Teddy Bears' Picnic Myth


"The Teddy Bears' Picnic" 1907 (John W Bratton & Jimmy Kennedy) is like "Happy Birthday to you" 1893 (Mildred and Patty Hill) inasmuch as it will be around forever
It has long been believed in our family that John William Bratton of Newcastle, North East England, my Grandfather's cousin was the composer of TBP and, according to family oral tradition he sold the rights to it, lock stock and barrel, which was not an uncommon practice for new composers, to a London publisher, Bert Feldman
IT IS NOW KNOWN THAT THIS IS NOT TRUE


Australian Sheet Music


The irony of all this will not escape the Geordie family members now that it is absolutely clear that it was composed by the American John Walter Bratton of New Castle, Delaware North East America, who wrote some 250 songs, using a lyricist more often than not, but occasionally writing his own lyrics. Surprisingly, to me anyway, he left TBP as an instrumental. Perhaps because it sold so well as sheet music he never felt the need to do anything else with it


Jimmy Kennedy

Some 25 years on, Jimmy Kennedy, the very famous lyricist, but then relatively unknown, was working in London's Tin Pan Alley employed by Music Publisher Bert Feldman and was asked by his boss to write words to the instrumental for a pantomime. Henry Hall of The BBC Dance Orchestra became aware that the instrumental now had lyrics and he broadcast the song in the kiddies' section of his




popular radio show the very next day before it had been officially published. The publisher's office was deluged with requests for sheet music which did not exist. Kennedy was almost sacked and was punished by Bert Feldman by having his royalties withheld for the rest of Feldman's life...some 15 years or so. It was obvious from the listeners' reaction that this would be a hit and Henry Hall recorded it. The rest, they say, is history.

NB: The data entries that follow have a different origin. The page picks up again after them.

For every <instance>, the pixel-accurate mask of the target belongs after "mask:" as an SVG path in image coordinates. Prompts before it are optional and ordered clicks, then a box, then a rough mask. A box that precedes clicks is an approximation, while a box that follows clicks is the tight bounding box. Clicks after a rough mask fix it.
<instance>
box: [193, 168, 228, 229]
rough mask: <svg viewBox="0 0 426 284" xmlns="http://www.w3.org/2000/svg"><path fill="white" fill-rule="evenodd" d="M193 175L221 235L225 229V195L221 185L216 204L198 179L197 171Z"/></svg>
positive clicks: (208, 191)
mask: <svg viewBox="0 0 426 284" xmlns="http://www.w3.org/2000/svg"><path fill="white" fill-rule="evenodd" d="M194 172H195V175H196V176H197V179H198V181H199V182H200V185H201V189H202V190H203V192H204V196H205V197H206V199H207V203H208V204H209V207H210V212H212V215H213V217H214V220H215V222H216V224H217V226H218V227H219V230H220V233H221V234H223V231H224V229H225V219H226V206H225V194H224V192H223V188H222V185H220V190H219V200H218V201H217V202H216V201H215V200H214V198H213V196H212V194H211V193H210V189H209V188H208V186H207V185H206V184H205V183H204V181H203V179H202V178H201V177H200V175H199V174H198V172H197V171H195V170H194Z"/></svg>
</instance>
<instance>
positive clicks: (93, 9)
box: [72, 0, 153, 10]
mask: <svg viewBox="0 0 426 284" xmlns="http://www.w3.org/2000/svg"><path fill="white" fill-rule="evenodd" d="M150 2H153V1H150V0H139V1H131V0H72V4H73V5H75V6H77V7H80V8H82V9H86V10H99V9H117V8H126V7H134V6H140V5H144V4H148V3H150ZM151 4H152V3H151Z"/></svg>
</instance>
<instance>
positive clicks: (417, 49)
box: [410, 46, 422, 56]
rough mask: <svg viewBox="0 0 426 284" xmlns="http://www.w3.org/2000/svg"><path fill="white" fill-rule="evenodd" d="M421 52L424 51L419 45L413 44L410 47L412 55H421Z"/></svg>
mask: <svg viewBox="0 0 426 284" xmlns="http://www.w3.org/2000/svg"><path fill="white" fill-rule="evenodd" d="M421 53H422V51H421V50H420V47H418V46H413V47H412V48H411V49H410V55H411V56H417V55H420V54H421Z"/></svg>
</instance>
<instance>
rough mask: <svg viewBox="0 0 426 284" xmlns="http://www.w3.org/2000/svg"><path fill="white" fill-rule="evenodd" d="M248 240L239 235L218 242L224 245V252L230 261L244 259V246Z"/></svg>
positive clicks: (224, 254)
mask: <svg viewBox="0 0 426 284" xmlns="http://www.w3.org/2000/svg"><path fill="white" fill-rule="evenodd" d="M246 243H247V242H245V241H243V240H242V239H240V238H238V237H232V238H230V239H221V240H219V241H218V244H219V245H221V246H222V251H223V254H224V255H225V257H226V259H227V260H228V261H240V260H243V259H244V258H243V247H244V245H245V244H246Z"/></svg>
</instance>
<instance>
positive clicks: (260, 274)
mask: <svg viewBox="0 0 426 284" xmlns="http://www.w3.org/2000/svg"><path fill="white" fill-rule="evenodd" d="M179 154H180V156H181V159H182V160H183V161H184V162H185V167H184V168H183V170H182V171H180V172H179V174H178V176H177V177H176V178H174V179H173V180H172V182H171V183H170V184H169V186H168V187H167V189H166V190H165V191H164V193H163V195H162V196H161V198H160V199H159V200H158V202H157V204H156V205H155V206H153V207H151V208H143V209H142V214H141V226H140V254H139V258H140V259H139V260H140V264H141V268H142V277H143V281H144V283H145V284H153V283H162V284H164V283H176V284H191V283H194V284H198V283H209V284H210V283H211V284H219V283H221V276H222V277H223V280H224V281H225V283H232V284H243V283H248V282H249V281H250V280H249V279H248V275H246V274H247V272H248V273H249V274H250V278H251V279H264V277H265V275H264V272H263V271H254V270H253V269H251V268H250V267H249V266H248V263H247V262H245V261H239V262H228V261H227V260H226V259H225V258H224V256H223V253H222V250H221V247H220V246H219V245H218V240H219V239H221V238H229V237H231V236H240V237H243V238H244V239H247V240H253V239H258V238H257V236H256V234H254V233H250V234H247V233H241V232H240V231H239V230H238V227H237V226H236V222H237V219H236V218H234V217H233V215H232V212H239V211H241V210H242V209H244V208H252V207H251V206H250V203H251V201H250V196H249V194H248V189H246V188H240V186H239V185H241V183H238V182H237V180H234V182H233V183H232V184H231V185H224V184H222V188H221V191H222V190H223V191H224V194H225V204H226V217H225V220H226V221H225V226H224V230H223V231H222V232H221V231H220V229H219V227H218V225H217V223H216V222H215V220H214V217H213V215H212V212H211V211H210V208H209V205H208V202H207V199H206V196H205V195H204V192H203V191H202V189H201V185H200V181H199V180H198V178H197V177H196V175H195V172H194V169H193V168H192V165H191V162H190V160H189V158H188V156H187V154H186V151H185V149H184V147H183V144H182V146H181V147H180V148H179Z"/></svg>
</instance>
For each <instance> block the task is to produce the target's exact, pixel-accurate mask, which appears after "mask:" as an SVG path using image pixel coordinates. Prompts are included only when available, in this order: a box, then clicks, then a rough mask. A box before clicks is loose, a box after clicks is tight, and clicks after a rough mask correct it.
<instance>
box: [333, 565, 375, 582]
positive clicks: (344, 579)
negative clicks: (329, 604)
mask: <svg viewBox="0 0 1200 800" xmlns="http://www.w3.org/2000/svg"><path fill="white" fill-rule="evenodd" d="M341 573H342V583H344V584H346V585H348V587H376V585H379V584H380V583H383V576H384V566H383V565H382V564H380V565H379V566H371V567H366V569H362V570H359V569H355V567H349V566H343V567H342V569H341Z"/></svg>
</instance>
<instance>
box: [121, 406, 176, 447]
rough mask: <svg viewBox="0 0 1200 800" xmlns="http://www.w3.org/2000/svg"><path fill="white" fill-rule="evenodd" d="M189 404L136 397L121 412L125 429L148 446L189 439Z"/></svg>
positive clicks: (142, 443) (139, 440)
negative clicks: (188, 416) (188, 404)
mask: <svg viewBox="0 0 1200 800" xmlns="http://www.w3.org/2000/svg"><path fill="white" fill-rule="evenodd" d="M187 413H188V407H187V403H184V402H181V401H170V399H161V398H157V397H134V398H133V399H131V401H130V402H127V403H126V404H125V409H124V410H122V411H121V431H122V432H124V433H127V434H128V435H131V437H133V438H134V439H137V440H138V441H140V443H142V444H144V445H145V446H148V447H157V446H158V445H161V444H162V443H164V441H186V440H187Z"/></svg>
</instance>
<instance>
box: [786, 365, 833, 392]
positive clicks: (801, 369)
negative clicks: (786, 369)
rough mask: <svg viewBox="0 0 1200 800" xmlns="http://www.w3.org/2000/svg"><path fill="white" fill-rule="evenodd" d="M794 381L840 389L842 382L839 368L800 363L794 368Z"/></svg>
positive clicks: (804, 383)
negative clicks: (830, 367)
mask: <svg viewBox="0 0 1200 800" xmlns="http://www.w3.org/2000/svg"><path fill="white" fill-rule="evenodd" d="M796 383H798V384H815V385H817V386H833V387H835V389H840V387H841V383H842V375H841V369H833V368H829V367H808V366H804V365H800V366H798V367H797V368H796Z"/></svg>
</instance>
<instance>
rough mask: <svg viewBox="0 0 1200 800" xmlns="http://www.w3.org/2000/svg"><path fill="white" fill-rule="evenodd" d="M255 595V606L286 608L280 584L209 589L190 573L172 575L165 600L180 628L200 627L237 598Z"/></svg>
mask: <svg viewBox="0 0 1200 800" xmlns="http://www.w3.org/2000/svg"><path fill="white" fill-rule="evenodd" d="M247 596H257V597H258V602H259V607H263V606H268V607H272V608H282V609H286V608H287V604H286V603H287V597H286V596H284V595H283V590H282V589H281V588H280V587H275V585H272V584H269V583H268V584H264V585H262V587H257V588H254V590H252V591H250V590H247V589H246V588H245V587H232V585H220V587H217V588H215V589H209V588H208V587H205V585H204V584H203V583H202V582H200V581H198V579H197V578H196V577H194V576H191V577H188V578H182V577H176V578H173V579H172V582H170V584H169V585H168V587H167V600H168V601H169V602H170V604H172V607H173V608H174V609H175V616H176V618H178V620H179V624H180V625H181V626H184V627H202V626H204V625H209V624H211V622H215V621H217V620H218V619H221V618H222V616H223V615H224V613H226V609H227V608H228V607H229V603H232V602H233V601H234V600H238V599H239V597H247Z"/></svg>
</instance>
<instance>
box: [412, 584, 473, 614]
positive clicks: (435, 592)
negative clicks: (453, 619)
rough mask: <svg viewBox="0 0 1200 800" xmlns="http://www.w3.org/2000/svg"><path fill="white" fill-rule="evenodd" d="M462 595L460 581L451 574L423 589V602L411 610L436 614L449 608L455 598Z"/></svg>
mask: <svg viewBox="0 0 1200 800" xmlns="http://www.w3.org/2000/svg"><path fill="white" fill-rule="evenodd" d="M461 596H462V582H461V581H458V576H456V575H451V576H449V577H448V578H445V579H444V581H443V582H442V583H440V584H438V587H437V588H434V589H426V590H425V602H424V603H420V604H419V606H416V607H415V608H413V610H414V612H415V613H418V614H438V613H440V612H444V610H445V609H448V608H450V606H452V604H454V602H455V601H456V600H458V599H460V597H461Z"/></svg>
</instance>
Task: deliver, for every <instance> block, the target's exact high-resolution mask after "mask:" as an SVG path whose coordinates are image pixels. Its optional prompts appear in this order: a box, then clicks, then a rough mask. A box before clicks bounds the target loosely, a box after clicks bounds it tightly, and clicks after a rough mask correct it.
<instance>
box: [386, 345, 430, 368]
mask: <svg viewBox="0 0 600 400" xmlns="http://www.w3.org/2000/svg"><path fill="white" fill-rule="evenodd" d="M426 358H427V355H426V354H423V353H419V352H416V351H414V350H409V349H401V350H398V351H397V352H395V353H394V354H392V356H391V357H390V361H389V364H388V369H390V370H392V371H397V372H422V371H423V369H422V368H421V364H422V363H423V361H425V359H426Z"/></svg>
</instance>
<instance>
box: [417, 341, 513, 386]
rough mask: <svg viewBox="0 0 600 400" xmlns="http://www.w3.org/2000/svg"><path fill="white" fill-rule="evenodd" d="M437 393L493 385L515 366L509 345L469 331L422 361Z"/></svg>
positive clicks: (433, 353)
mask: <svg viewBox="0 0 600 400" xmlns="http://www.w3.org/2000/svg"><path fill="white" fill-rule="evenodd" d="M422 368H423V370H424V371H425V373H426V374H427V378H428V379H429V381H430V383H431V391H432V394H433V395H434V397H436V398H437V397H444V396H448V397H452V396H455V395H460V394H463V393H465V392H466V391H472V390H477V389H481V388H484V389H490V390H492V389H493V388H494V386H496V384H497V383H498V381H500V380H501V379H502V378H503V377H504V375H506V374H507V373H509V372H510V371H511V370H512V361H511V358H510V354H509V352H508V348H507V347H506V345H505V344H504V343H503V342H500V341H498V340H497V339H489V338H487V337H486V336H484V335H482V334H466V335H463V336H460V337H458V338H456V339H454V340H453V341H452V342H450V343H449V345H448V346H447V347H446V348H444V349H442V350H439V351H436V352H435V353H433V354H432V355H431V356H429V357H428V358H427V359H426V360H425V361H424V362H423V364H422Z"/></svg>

Correcting the myth that a Brit, a member of our family, wrote Teddy Bears' Picnic is due, in no small part, to the expertise and research of Perfessor Bill EdwARds of www.perfessorbill.com
As he was harnessing his best resources to establish the facts I was checking out the genealogy route, determined to find John Willie Bratton as my Grandma described him. Well, guess what.. there is no John Willie Bratton to be found in our family
Meantime Bill ascertained that the primary publisher was the NY company M. Witmark & Sons (Feldman was merely a selling agent for UK, British Dominions [other than Canada & Oz] and Continental Europe) and that in the copyright records John WALTER Bratton is spelled out in full. If that wasn't enough he sought consensus by sending out parts of his research on TBP, as well as information from this site, to eight others. Four of them are sheet music collector/historians - one in Australia, one in Canada, and two in the US so not just American biased - and four are ragtime performers - one from Sweden, one from Canada, and two from the U.S.
He did not reveal for them the middle name logged in the Witmark books ( found in NYPL archives), but a lot of the other information.

He heard back from six of them - all four of the sheet music experts and two of the pianists. The consensus is unanimous among the six, three of which have other Bratton instrumentals, that the American Bratton was the composer. They also look at things like cover art clues, copyrights (again, why would the British Bratton copyright a piece in the US under his name AND Witmarks, but nothing else, when the American did this consistently) All the experts give (and rightly as it seems) little credence to oral family history. So, in the light of the overwhelming evidence, I am embarrassed that I ever believed it but Grandma told me it every week from when I was 5 till I was 11


Grandma Bratton

So Granny if you're looking down at this I hope you're proud of your multi generational hoax!!
Some people think I'm being hard on you but what gets me is that you told me, not that it was John William Bratton but John Willie Bratton; that's how urban myths are perpetuated. I put a lot of store by that
What it does show is the power of the internet. Generations have gone along with this myth and in a 3 week period, through internet resources, it has been exposed as a nonsense. I apologise to all those kids in school playgrounds that I, and many others, have bragged to, about our famous relative.
Now did you know that a Brattain won a Nobel Prize for inventing the transistor!!